We resolve the spatial variation of bond strength using in situ micromechanical measurements and with micrometer-level precision. These measurements are conducted at various interfacial locations on individual metallic microparticles bonded to metallic surfaces. The bonding occurs through controlled and reproducible launching of single microparticles to supersonic speeds and their subsequent impact on a metallic surface, a process we record in real time. We report a significant gradient of bond strength across impact-induced bonded interface and discuss it in light of the nanoscale interfacial features. We also discuss the role of the spatial and temporal evolution of the contact pressure and the interfacial strain in governing the impact-induced strength and its gradient.

Results

In situ impact and bond strength measurements

We used laser-induced microparticle impact test (LIPIT) (Fig. 1a) to produce bonded Al particles onto Al substrates with precisely measured particle sizes and velocities. Figure 1b, c shows exemplar images resolving the rebound and bonding of two Al particles impacting an Al substrate at 752 and 1066 m/s, respectively. Having conducted the particle impact experiments in a site-specific fashion, we identified the bonded particles (Fig. 1d) and cross-sectioned them to reveal the interface (Fig. 1e). A distinctive boundary, characteristic of solid-state bonding, is clearly visible between the particle and substrate. We used micro-machining to fabricate microtensile test specimens with the particle-substrate interface located in the gauge section (Fig. 1f). Microtensile tests were conducted using a micromechanical stage inside a scanning electron microscope (SEM). The peak on the load-displacement curve (Supplementary Fig. 1a) corresponds to the moment of fracture at the interface, which is further confirmed through subsequent SEM observations and elemental mapping (Fig. 1f and Supplementary Fig. 7). The peak load was used to measure the interfacial bond strength. To exclude the effect of the interfacial angle from the measurements, we decomposed the fracture load into the normal and tangential components and then used both normal and shear stresses in the Tsai-Hill failure criterion45 to determine a site-specific bond strength (see Supplementary Information Section 1 for details).

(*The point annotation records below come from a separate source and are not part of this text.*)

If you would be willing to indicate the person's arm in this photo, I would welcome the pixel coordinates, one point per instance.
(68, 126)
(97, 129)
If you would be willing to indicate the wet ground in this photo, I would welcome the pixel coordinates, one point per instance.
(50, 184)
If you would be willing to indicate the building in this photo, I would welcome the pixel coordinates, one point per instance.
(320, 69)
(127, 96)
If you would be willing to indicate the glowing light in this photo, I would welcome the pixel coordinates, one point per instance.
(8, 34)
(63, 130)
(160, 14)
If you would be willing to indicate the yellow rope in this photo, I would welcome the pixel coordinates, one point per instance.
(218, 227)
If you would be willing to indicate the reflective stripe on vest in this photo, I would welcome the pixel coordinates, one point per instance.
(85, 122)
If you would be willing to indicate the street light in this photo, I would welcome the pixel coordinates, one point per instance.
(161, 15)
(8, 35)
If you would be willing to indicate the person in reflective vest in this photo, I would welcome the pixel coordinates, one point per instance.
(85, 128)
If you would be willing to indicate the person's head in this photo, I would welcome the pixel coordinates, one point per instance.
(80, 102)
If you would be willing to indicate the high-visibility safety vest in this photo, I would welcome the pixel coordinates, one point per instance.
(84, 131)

Fig. 1: In situ single particle impact test and site-specific measurements of bond strength.
figure 1

a Schematic of the laser-induced microprojectile impact testing (LIPIT) setup. Multi-exposure images showing b a 22-µm Al microparticle impacting and an Al substrate at 752 m/s and rebounding and c a 22-µm Al microparticle impacting an Al substrate at 1066 m/s and bonding to it. d Top view of an Al particle bonded onto an Al substrate at 1100 m/s. e Cross-sectional view of the Al particle shown in (d) showing the bonded interface and locations of microtensile specimens on the interface. f A microtensile specimen micromachined from bonded particles, and then fractured at the interface during microtensile testing. g Experimental measurements of bond strength at the micron scale reveal a gradient of bond strength across impact-induced bonded interfaces for 23 ± 2 μm Al particles impacting and bonding onto an Al substrate at 1100 ± 41 m/s. The error bars in x coordinate on the experimental data points are the width of the microtensile specimens at the gauge section. The error bars in y coordinate on the experimental data points are calculated from the resolutions of microtensile load recording and SEM characterization of specimen geometry. The geometry of the deformed particle and substrate was superimposed on the plot as colored regions to enhance clarity. Source data are provided as a Source Data file.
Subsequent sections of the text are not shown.